JUBA (Reuters) - Aid agencies working in South Sudan, one of the poorest countries in the world, are under regular threat from members of the security services who beat or arrest them or commandeer their equipment, the United Nations said on Monday.
South Sudan has been struggling to reform its bloated security services since it split from Sudan in 2011 after a long civil war that has left it awash with weapons.
Human rights groups regularly accuse South Sudan’s army, an assortment of poorly-trained former guerrilla fighters known as the SPLA, of abuses against civilians.
Vincent Lelei, country head of the U.N. Office for the Coordination of Humanitarian Affairs, said the number of incidents hampering the work of aid agencies had jumped almost 50 percent last year.
South Sudan is at the bottom of almost every development index and its government relies heavily on the United Nations and other aid agencies to provide healthcare, food, education and infrastructure.
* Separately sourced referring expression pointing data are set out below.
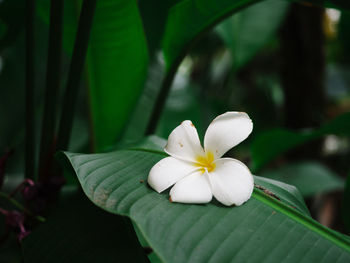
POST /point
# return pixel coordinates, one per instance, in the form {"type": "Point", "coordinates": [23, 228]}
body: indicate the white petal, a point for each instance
{"type": "Point", "coordinates": [183, 142]}
{"type": "Point", "coordinates": [226, 131]}
{"type": "Point", "coordinates": [194, 189]}
{"type": "Point", "coordinates": [231, 182]}
{"type": "Point", "coordinates": [167, 172]}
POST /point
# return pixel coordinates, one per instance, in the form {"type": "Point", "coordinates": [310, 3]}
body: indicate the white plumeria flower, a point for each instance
{"type": "Point", "coordinates": [199, 173]}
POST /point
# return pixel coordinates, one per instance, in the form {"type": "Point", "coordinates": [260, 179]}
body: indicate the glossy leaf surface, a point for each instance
{"type": "Point", "coordinates": [262, 230]}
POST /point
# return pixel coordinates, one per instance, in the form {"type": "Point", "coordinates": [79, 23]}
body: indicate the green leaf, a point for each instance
{"type": "Point", "coordinates": [270, 144]}
{"type": "Point", "coordinates": [285, 192]}
{"type": "Point", "coordinates": [264, 229]}
{"type": "Point", "coordinates": [310, 178]}
{"type": "Point", "coordinates": [187, 20]}
{"type": "Point", "coordinates": [239, 31]}
{"type": "Point", "coordinates": [78, 231]}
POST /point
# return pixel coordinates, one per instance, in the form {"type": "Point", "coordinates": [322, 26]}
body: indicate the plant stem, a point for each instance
{"type": "Point", "coordinates": [53, 75]}
{"type": "Point", "coordinates": [75, 72]}
{"type": "Point", "coordinates": [161, 98]}
{"type": "Point", "coordinates": [30, 83]}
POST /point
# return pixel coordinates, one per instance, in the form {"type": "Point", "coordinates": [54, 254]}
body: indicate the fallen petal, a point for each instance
{"type": "Point", "coordinates": [183, 142]}
{"type": "Point", "coordinates": [226, 131]}
{"type": "Point", "coordinates": [167, 172]}
{"type": "Point", "coordinates": [193, 189]}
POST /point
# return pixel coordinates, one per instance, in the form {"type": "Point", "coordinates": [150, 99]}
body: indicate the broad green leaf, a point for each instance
{"type": "Point", "coordinates": [310, 178]}
{"type": "Point", "coordinates": [285, 192]}
{"type": "Point", "coordinates": [270, 144]}
{"type": "Point", "coordinates": [78, 231]}
{"type": "Point", "coordinates": [117, 67]}
{"type": "Point", "coordinates": [239, 31]}
{"type": "Point", "coordinates": [264, 229]}
{"type": "Point", "coordinates": [117, 63]}
{"type": "Point", "coordinates": [136, 127]}
{"type": "Point", "coordinates": [187, 20]}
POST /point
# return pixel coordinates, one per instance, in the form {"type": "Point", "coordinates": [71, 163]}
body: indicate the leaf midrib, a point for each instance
{"type": "Point", "coordinates": [292, 213]}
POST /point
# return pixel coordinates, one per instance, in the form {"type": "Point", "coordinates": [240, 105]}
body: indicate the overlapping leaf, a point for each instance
{"type": "Point", "coordinates": [262, 230]}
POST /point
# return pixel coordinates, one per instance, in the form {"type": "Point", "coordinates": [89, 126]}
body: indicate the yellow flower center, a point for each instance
{"type": "Point", "coordinates": [206, 162]}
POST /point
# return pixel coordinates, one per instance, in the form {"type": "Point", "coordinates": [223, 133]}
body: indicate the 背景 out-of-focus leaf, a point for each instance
{"type": "Point", "coordinates": [270, 144]}
{"type": "Point", "coordinates": [240, 31]}
{"type": "Point", "coordinates": [77, 231]}
{"type": "Point", "coordinates": [264, 229]}
{"type": "Point", "coordinates": [309, 177]}
{"type": "Point", "coordinates": [117, 62]}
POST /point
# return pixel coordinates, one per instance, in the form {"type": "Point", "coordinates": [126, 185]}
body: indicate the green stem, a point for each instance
{"type": "Point", "coordinates": [53, 75]}
{"type": "Point", "coordinates": [30, 83]}
{"type": "Point", "coordinates": [75, 72]}
{"type": "Point", "coordinates": [161, 98]}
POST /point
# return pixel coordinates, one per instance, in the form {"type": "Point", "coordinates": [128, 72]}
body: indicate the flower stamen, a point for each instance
{"type": "Point", "coordinates": [206, 162]}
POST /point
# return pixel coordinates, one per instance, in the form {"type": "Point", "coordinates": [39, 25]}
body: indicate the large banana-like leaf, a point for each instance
{"type": "Point", "coordinates": [117, 63]}
{"type": "Point", "coordinates": [188, 19]}
{"type": "Point", "coordinates": [117, 67]}
{"type": "Point", "coordinates": [264, 229]}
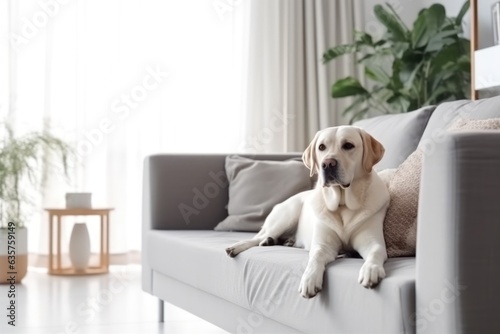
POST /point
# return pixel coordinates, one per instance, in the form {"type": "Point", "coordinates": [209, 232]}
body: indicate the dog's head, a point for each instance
{"type": "Point", "coordinates": [341, 154]}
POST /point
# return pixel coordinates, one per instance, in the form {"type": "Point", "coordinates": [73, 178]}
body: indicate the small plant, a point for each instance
{"type": "Point", "coordinates": [407, 69]}
{"type": "Point", "coordinates": [21, 164]}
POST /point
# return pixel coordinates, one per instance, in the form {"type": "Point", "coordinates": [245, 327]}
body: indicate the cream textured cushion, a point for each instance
{"type": "Point", "coordinates": [401, 219]}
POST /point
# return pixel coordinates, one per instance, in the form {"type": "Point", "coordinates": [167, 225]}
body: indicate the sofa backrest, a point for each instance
{"type": "Point", "coordinates": [399, 133]}
{"type": "Point", "coordinates": [183, 191]}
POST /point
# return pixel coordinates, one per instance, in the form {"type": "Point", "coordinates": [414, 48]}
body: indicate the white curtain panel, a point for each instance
{"type": "Point", "coordinates": [288, 87]}
{"type": "Point", "coordinates": [119, 79]}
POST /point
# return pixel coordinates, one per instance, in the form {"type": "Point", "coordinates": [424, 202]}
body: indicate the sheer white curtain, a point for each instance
{"type": "Point", "coordinates": [120, 79]}
{"type": "Point", "coordinates": [288, 97]}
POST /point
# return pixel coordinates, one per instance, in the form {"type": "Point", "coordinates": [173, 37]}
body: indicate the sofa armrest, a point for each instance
{"type": "Point", "coordinates": [458, 240]}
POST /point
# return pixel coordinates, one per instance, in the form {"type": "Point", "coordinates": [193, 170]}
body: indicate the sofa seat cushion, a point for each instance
{"type": "Point", "coordinates": [265, 280]}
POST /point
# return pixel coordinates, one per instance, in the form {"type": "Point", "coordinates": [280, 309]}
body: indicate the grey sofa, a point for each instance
{"type": "Point", "coordinates": [451, 286]}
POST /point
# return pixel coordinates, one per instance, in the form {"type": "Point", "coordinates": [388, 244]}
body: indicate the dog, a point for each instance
{"type": "Point", "coordinates": [343, 213]}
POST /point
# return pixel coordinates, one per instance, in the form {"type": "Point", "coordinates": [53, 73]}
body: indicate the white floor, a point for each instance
{"type": "Point", "coordinates": [112, 303]}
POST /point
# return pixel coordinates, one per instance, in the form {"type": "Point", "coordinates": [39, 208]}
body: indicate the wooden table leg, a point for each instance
{"type": "Point", "coordinates": [107, 241]}
{"type": "Point", "coordinates": [51, 255]}
{"type": "Point", "coordinates": [59, 242]}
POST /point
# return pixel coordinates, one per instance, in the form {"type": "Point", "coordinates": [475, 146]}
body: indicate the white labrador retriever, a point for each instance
{"type": "Point", "coordinates": [345, 211]}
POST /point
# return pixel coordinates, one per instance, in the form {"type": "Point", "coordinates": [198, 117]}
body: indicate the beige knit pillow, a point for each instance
{"type": "Point", "coordinates": [400, 225]}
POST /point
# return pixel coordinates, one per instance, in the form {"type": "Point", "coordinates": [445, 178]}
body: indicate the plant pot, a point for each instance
{"type": "Point", "coordinates": [79, 246]}
{"type": "Point", "coordinates": [13, 254]}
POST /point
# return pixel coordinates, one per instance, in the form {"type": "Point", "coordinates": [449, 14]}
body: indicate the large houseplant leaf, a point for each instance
{"type": "Point", "coordinates": [427, 25]}
{"type": "Point", "coordinates": [407, 69]}
{"type": "Point", "coordinates": [348, 87]}
{"type": "Point", "coordinates": [395, 28]}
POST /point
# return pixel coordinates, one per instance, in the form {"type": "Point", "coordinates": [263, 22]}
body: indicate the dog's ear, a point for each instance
{"type": "Point", "coordinates": [309, 155]}
{"type": "Point", "coordinates": [373, 151]}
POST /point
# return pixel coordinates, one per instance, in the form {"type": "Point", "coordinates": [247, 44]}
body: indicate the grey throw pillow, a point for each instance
{"type": "Point", "coordinates": [256, 186]}
{"type": "Point", "coordinates": [399, 133]}
{"type": "Point", "coordinates": [404, 188]}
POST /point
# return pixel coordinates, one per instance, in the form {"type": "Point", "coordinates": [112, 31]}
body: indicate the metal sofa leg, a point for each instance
{"type": "Point", "coordinates": [161, 306]}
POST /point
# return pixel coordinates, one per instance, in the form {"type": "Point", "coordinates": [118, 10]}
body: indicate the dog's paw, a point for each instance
{"type": "Point", "coordinates": [290, 242]}
{"type": "Point", "coordinates": [231, 252]}
{"type": "Point", "coordinates": [268, 242]}
{"type": "Point", "coordinates": [370, 275]}
{"type": "Point", "coordinates": [310, 285]}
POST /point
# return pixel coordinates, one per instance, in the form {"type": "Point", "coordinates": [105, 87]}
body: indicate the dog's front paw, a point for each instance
{"type": "Point", "coordinates": [230, 251]}
{"type": "Point", "coordinates": [310, 284]}
{"type": "Point", "coordinates": [371, 274]}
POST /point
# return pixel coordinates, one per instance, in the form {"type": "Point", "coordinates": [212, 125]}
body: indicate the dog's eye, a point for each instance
{"type": "Point", "coordinates": [347, 146]}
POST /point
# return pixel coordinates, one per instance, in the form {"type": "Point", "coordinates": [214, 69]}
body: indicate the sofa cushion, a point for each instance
{"type": "Point", "coordinates": [404, 187]}
{"type": "Point", "coordinates": [449, 112]}
{"type": "Point", "coordinates": [256, 186]}
{"type": "Point", "coordinates": [400, 134]}
{"type": "Point", "coordinates": [265, 280]}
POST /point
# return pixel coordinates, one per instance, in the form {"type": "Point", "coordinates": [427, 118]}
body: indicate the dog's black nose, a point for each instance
{"type": "Point", "coordinates": [329, 163]}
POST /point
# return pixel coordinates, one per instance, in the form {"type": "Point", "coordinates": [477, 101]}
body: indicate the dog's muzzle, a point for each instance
{"type": "Point", "coordinates": [330, 170]}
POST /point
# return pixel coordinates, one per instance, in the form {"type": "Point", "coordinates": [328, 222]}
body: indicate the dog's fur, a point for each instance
{"type": "Point", "coordinates": [344, 212]}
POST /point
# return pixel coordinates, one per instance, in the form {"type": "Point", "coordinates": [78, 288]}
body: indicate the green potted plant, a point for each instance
{"type": "Point", "coordinates": [21, 163]}
{"type": "Point", "coordinates": [406, 68]}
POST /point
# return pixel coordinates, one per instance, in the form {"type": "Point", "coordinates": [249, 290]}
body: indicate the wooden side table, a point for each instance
{"type": "Point", "coordinates": [55, 267]}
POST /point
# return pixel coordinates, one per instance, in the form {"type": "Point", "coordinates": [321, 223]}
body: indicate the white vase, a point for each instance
{"type": "Point", "coordinates": [79, 246]}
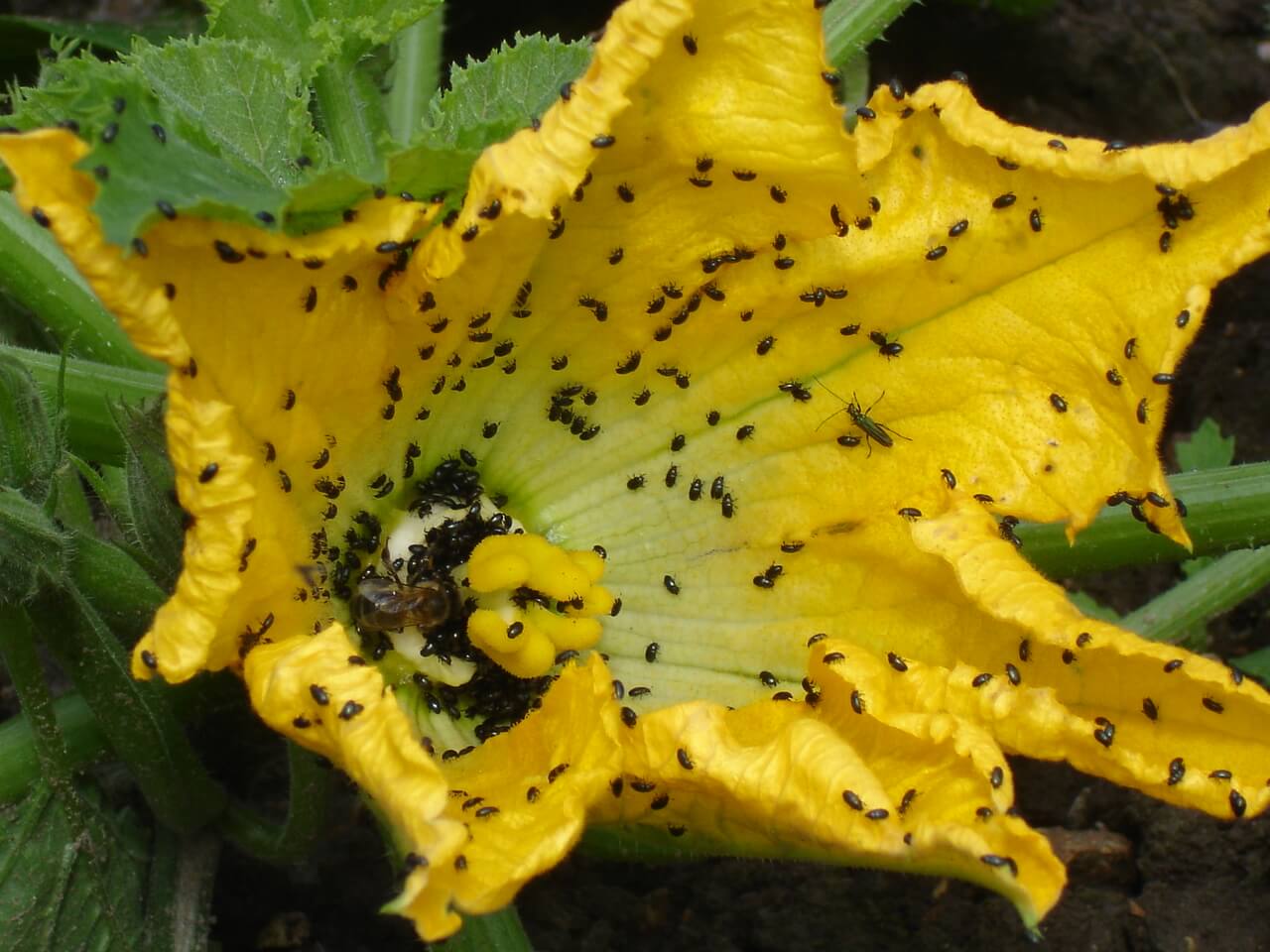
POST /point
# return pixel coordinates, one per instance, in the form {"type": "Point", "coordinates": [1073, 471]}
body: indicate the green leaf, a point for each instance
{"type": "Point", "coordinates": [235, 118]}
{"type": "Point", "coordinates": [150, 153]}
{"type": "Point", "coordinates": [70, 889]}
{"type": "Point", "coordinates": [1206, 448]}
{"type": "Point", "coordinates": [486, 102]}
{"type": "Point", "coordinates": [252, 105]}
{"type": "Point", "coordinates": [316, 32]}
{"type": "Point", "coordinates": [1093, 608]}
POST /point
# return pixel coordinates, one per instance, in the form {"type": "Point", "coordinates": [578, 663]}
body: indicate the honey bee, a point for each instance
{"type": "Point", "coordinates": [388, 604]}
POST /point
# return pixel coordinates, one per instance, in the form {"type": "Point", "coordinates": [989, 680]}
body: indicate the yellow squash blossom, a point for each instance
{"type": "Point", "coordinates": [668, 484]}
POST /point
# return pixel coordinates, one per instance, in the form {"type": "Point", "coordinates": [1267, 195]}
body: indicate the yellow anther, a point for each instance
{"type": "Point", "coordinates": [526, 640]}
“We received at least 61 reports of humanitarian workers who were beaten while doing their work, many of them by state security forces,” Lelei told Reuters in an interview.
He said 78 aid workers had been arbitrarily detained, then released, in 2012 and that 79 vehicles had been seized by the army or other armed groups.
In addition, daunting bureaucracy impedes the agencies’ daily work and delays visas and work permits, Lelei said.
According to a report by the U.N. secretary general, armed men in military uniforms have also occupied and looted schools.
Peter Lam Both, chairman of the government’s Relief and Rehabilitation Commission, said South Sudan was a new country and “people are not well versed in how to conduct business in ways that (the international community) or I would understand”.
He said the government was working on a bill to govern the aid sector and attempting to advertise existing legal protection for aid workers.
South Sudan has an average life expectancy of only 42 and only a quarter of adults can read.
In 2012 it received humanitarian assistance worth over $700 million (446 million pounds), some of it to provide food, shelter, water and medical care to over 155,000 South Sudanese who returned from Sudan and 212,000 refugees, mostly fleeing conflicts in Sudan.
This year, the U.N. World Food Program plans to provide food aid to over 2.7 million people, almost a quarter of South Sudan’s population.